Бывало, нa спор мужики забудут у магазина телегу с сеном, уведут колхозного мерина Гришку и наблюдают из-за кустов, как Ваня, грозя пальцем, волочит её к скотному двору. Кто там проспорил, кому из мужиков приходилось раскошеливаться, - это всё забывалось, а то, как пастух Балакин вместо мерина запрягался и тащил, всю зиму говорила деревня. Летом и того пуще: погрузит на плечи телёнка-одногодку и переходит вброд Селевянку, дабы тонкие ножки с нежными копытцами не засосало тиной. И тот сидит, не брыкается, и коровка следом идёт, благодарно машет головою. С таким здоровьем ему в районе надо выступать, а не хвосты крутить. Да кто ж его, дурачка, туда возьмёт? Разве что смеха ради.
Дурачок - он и есть дурачок. Правда, злобы от него никакой не было, можно сказать, добрый дурачок, тихий, но нелюдимый, чёрт, хотя фамилия и обязывает. Месяц, а то и два проходило, а о нём ни слуху, ни духу. Хорошо хоть коров пасёт, не колхозных, правда, общества, - ну и то, слава Богу. Ни однорукий председатель, ни комсомольский вожак Глаша, временами наведываясь к небольшому стаду, его не находили, - прячется, ирод, средь бурёнок и глазом не кажет. Они его со всех сторон обступят, как стеной, - попробуй подойди-ка! Ты что! Замычат, рога выставят, не рад будешь, что вообще сюда заявился. Но стадо в деревню всегда приходило вовремя, сытное, спокойное, и жалоб на пастуха меж селянами никогда не возникало. Наоборот, кто картошки, пока Вани не было, в его землянку на развалинах занесёт, кто одежонку какую надёванную справит, чтоб в аккурат сидела зимой на красной, как революция, рубашке. А мужики, - всё ж не всё можно пропить, - нет-нет, да и сварганят что-то вроде печурки, чтоб и погреться можно было, и что-нибудь вскипятить.     
И то верно, жил Ваня незаметно: ни к кому не ходил, никого не забижал присутствием, понимая свою убогость. Ни за трудоднями, ни за каким-таким делом в правление не захаживал. Что ему там делать?! Водку пить, что ли, или с бабами цапаться? Они, как сороки, трещат, друг дружку перебивают, аж голова кругом идёт. Обсмотрят его всего и давай лясы точить… То ли дело на лугу - тишина такая, что слышно как травы соками наливаются, колышутся под росой, пыжатся, словно пужаются надломиться раньше времени. А когда приминаются во рту пеструх и попадают в необъятное брюхо, вообще музыка такая звучит, заслушаешься: куда там гармонистам деревенским - заурчит, забултыхает там, забухает, будто гром шандарахает, лёд весной трогается на Севелянке. Но не громко отдаётся, так, эхом летит от коровки до коровки, дополняемое комариным писком и стрекотаньем кузнечиков. Сидишь и наслаждаешься тому, что видишь, тому, что слышишь. И нет ничего, что могло бы нарушить эту благодать.

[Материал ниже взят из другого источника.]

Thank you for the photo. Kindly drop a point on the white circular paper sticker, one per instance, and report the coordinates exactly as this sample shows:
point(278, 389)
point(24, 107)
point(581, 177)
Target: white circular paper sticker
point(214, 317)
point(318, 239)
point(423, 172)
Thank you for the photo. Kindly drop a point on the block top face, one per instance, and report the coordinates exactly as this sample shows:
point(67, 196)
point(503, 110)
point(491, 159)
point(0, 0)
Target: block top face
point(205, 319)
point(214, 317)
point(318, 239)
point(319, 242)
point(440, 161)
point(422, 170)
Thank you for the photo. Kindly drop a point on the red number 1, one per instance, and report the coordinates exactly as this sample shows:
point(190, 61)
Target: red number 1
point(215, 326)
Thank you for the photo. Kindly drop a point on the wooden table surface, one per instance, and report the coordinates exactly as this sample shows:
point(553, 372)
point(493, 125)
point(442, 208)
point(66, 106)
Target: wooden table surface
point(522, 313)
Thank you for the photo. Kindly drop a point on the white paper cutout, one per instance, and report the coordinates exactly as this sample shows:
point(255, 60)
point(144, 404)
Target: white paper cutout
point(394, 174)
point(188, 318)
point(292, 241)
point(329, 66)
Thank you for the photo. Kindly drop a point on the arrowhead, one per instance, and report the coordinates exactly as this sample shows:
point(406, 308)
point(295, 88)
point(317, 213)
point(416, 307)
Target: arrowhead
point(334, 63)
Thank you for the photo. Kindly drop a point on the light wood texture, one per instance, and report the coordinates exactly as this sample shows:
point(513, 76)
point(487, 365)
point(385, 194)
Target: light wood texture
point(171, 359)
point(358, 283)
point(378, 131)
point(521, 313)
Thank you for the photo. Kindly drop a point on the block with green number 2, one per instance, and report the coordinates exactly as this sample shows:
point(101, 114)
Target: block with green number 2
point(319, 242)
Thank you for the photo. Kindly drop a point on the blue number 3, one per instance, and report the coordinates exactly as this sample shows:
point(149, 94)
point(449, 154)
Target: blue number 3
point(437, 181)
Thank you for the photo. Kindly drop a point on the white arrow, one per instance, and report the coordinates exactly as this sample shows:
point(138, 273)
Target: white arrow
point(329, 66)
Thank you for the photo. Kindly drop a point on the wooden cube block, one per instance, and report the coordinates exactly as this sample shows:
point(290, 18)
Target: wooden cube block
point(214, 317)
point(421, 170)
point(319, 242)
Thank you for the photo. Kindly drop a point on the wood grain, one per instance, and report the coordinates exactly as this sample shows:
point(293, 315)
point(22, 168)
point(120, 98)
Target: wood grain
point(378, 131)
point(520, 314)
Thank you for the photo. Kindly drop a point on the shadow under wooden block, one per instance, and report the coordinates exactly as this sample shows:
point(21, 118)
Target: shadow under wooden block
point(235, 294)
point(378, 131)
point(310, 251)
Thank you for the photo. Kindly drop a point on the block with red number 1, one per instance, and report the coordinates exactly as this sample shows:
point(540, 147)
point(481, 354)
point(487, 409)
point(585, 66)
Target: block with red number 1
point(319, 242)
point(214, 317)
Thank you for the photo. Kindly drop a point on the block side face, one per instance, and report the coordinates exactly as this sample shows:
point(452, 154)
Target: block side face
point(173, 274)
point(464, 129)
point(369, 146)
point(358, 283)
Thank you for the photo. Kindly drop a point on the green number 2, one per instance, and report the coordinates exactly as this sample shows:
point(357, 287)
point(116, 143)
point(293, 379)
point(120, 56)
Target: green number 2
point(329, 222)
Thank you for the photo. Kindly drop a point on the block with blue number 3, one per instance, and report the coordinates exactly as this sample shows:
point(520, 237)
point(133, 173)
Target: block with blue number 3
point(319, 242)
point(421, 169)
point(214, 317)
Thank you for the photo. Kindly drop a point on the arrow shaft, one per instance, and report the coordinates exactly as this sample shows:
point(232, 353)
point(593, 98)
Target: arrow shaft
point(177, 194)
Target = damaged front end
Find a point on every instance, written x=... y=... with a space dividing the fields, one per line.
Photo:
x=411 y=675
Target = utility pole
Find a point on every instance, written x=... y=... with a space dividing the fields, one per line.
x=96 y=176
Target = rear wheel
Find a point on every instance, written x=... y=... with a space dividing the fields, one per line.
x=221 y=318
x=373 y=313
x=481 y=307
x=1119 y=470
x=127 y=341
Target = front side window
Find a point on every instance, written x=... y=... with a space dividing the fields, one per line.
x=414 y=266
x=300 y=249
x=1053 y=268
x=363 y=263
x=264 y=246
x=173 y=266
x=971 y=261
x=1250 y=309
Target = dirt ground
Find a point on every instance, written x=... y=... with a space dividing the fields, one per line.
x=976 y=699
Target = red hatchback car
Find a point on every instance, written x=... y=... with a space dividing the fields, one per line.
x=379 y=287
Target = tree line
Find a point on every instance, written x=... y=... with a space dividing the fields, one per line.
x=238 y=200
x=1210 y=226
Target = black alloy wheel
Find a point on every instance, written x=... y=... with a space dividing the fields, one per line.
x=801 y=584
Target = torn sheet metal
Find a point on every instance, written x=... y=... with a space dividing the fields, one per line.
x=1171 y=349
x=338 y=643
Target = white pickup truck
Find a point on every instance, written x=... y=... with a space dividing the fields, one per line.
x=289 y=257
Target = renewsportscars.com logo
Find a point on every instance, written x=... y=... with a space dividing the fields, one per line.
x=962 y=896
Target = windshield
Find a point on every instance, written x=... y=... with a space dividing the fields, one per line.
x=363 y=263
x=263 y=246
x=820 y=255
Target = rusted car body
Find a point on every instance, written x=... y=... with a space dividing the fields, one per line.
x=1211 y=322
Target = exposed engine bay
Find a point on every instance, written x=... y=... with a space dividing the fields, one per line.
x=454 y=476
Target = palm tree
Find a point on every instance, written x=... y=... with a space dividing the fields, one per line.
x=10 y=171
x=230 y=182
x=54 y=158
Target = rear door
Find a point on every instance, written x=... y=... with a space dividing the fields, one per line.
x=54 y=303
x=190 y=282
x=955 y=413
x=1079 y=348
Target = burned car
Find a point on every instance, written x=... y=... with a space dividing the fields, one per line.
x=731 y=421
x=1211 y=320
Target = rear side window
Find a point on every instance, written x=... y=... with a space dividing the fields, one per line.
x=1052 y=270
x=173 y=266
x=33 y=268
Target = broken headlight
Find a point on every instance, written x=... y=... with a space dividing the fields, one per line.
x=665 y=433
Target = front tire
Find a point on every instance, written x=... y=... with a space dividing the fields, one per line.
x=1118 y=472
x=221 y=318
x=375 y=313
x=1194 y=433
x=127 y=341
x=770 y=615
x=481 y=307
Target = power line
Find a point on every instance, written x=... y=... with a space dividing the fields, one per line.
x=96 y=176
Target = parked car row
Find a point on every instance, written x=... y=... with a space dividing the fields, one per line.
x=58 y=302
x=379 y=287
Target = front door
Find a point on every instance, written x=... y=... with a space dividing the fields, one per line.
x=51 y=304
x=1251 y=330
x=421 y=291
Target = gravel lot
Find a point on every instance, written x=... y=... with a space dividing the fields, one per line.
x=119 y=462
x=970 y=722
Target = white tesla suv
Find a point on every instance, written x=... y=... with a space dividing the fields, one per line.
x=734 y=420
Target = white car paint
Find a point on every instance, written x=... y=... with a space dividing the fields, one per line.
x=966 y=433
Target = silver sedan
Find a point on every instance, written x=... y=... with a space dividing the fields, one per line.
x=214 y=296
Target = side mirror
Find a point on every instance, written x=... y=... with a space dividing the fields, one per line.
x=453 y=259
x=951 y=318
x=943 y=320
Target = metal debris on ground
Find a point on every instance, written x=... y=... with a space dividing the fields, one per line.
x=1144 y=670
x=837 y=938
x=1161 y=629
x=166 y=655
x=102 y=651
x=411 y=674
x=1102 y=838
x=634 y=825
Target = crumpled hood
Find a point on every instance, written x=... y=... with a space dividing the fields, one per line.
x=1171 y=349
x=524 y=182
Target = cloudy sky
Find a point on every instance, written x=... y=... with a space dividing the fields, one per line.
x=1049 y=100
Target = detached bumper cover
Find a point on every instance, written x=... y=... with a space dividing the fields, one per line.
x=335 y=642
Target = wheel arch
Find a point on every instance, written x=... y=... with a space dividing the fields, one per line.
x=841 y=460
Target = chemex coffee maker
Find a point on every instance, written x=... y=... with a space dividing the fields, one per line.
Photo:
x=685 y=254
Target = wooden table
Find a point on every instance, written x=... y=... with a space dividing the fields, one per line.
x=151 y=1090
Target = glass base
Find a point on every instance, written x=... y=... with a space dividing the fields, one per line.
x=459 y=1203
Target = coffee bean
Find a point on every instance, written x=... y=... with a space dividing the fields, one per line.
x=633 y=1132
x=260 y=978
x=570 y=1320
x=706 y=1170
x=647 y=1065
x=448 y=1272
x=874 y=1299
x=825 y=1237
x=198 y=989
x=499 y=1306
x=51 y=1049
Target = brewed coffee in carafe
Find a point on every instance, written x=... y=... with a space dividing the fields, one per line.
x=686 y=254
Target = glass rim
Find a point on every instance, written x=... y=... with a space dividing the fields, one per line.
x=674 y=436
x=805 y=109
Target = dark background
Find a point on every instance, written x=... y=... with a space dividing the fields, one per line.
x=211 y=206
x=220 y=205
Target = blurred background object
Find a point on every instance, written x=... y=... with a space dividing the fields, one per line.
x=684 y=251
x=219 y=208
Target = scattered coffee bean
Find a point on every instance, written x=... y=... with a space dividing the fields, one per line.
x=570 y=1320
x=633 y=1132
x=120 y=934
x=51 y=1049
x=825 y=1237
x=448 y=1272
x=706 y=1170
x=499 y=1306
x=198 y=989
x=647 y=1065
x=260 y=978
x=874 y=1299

Говорят, у дурачка душа болит и мается без присмотра. А может, это она-то и присматривает за блаженным, готовит его для праведных дел на том или на этом свете, и напоминает о себе лишь голосом мамы во сне?
- Ванюша! Ванюш-а-а! - звала мама издалёка, из пушистого леса, из пряного воздуха скирд на спешно скошенном поле, из той самой пыльной дороги, по которой погнали в глубь России его родное стадо. Её голос был напуган, как в репродукторе у магазина, когда объявили войну, в нём звучало всё: тревога, боль и заклинание.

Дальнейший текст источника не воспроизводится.